Two distinct types of tannins have been identified on the basis of structure. Condensed tannins are composed of many flavonoids or proanthocyanidins joined together. However, the properties of condensed tannins are distinct from their building blocks. Hydrolyzable tannins are composed of a glucose (or rarely, other monosaccharide or polyol) core with several catechin derivatives attached. These medium to large polymers are very widely distributed in the plant and fungus kingdoms. Condensed and larger hydrolyzable tannins have most properties in common, although hydrolyzable tannins are less stable (being susceptible to hydrolysis) and have greater potential to cause toxicity.

Smaller tannins are hot water soluble, but as the molecules get larger, they become less and less soluble in any solvent. Tannins are generally much less soluble in cold water. Thus, relatively tannin-free extracts can usually be made through cold infusion of crude herbs.

Tannins generally possess an astringent flavor and activity, which relates to their ability to indiscriminately bind proteins. Only triester and larger hydrolyzable tannins are astringent. Tannins draw tissues together as proteins congeal, causing a peculiar puckering sensation in the mouth. This also tends to inactivate bound proteins. Tannin-rich herbs are frequently used to slow proteinaceous discharges of all types, most notably, transudates such as those associated with atopic dermatitis skin lesions, diarrhea, and hemorrhages from the skin or in the gastrointestinal tract.

In vitro, condensed tannins inhibit a wide variety of enzymes, in keeping with their ability to bind and inactivate proteins. For example, various tannins have been shown to partially inhibit angiotensin-converting enzyme and aldose reductase, as well as human immunodeficiency virus (HIV) integrase, protease, and reverse transcriptase. However, their bioavailability is extremely low, so it is unknown to what extent they have relevant activity systemically, as opposed to on the skin or in the gastrointestinal tract. Nevertheless, tannin-rich herbs are commonly used in traditional herbalism to quell internal bleeding and for a variety of actions, such as modulation of systemic inflammation, that suggest that they are circulating and active.

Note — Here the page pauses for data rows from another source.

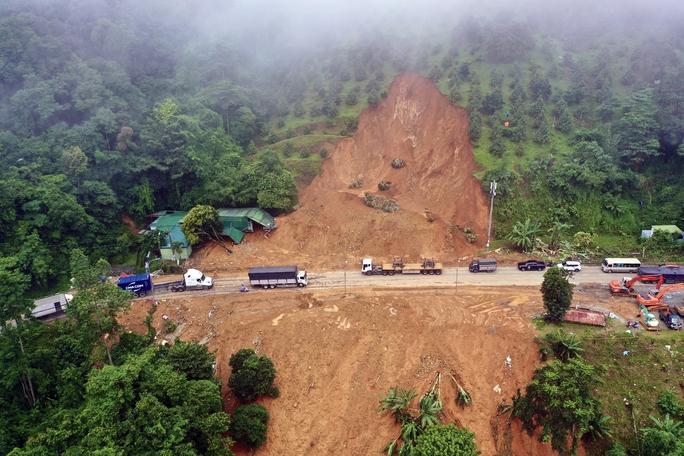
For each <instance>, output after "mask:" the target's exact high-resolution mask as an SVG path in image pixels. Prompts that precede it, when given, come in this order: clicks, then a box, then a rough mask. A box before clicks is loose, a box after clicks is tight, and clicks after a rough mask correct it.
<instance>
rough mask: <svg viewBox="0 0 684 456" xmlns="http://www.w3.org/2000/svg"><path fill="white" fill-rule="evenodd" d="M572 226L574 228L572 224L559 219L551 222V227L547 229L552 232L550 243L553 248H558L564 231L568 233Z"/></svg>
mask: <svg viewBox="0 0 684 456" xmlns="http://www.w3.org/2000/svg"><path fill="white" fill-rule="evenodd" d="M570 228H572V225H570V224H569V223H564V222H561V221H559V220H554V221H553V223H552V224H551V228H549V229H548V230H547V232H549V233H551V243H550V244H551V247H552V248H554V249H556V248H558V246H559V243H560V238H561V236H562V235H563V233H566V232H567V231H568V230H569V229H570Z"/></svg>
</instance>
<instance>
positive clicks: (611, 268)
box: [601, 258, 641, 273]
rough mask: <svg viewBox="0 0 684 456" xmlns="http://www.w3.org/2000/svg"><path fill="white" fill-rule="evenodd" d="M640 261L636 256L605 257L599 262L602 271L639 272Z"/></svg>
mask: <svg viewBox="0 0 684 456" xmlns="http://www.w3.org/2000/svg"><path fill="white" fill-rule="evenodd" d="M639 267H641V261H639V260H637V259H636V258H605V259H604V260H603V262H602V263H601V270H602V271H603V272H634V273H636V272H639Z"/></svg>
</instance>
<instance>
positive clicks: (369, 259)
mask: <svg viewBox="0 0 684 456" xmlns="http://www.w3.org/2000/svg"><path fill="white" fill-rule="evenodd" d="M372 270H373V259H372V258H364V259H363V262H362V264H361V272H362V273H364V274H365V273H366V272H370V271H372Z"/></svg>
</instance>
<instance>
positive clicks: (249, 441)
mask: <svg viewBox="0 0 684 456" xmlns="http://www.w3.org/2000/svg"><path fill="white" fill-rule="evenodd" d="M267 430H268V410H266V409H265V408H264V407H263V406H262V405H259V404H249V405H243V406H240V407H238V408H237V409H235V412H233V416H232V417H231V422H230V436H231V437H232V438H233V439H235V440H236V441H237V442H240V443H243V444H245V445H247V446H248V447H250V448H258V447H260V446H261V445H263V444H264V443H265V442H266V431H267Z"/></svg>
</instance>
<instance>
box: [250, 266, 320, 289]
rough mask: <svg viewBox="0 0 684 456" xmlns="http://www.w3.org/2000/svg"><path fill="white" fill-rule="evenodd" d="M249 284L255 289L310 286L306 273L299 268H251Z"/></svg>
mask: <svg viewBox="0 0 684 456" xmlns="http://www.w3.org/2000/svg"><path fill="white" fill-rule="evenodd" d="M248 276H249V283H250V285H252V286H253V287H263V288H276V287H305V286H307V285H308V284H309V278H308V277H307V275H306V271H304V270H300V269H299V268H298V267H297V266H265V267H257V268H250V270H249V273H248Z"/></svg>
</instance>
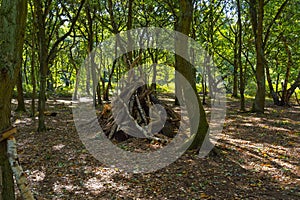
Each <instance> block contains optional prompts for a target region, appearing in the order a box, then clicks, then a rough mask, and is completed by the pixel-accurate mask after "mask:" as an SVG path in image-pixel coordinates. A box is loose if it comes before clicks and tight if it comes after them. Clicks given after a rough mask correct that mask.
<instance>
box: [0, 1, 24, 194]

Tannins tend to bind or chelate many other types of molecules besides proteins, most notably, divalent cations and alkaloids. This can render the bound agents inactive and insoluble. Thus, tannins generally should not be administered simultaneously with any medication or nutrient because of the potential for reduced absorption and activity. Tannin-rich herbs do not tend to mix well with other herbs in formulas, although sometimes, this may reduce the potential toxicity of some herbs.

Major Tannin-Rich Herbs
Agrimonia eupatoria (agrimony)
Arctostaphylos uva-ursi (uva-ursi)
Arctostaphylos pungens (manzanita)
Camellia sinensis (green tea)
Ceanothus greggii (red root)
Cinnamomum zeylanicum (cinnamon), C. cassia (cassia)
Cola nitida (cola)
Croton lechleri (dragon’s blood)
Ephedra sinica (ma huang)
Ephedra nevadensis (Mormon tea)
Filipendula ulmaria (meadowsweet)
Geranium maculatum (cranesbill)
Hamamelis virginiana (witch hazel)
jatropha cineria (sangre de drago)
Krameria spp (rhatany)
Morella cerifera (bayberry)
Paullinia cupana (guarana)
Polygonum bistorta (bistort)
Potentilla spp (tormentil, cinquefoil)
Punica granatum (pomegranate)
Quercus spp (oak)
Rheum palmatum (Chinese rhubarb)
Rosa spp (rose)
Rubus spp (raspberry, blackberry)
Theobroma cacao (cocoa, chocolate)
Trillium ovatum (bethroot)
Vaccinium spp (bilberry, cranberry, blueberry)
Families Associated With Presence of Tannins
• Ericaceae
• Fagaceae
• Polygonaceae
• Rosaceae

Tannins can cause nausea fairly readily, perhaps as a result of protein binding within the stomach and duodenum (Major Tannin-Rich Herbs). Consumption of tannins with food reduces this problem. For herbs that contain tannins and other beneficial constituents, but with which the tannins are causing nausea or otherwise are interfering, cold infusions are recommended to produce low-tannin extracts. Tannins also tend to be mildly constipating. High levels of tannins absorbed into the bloodstream can cause serious constipation and hepatotoxicity, as well as damage to other organs. Ruminants are particularly susceptible to these effects.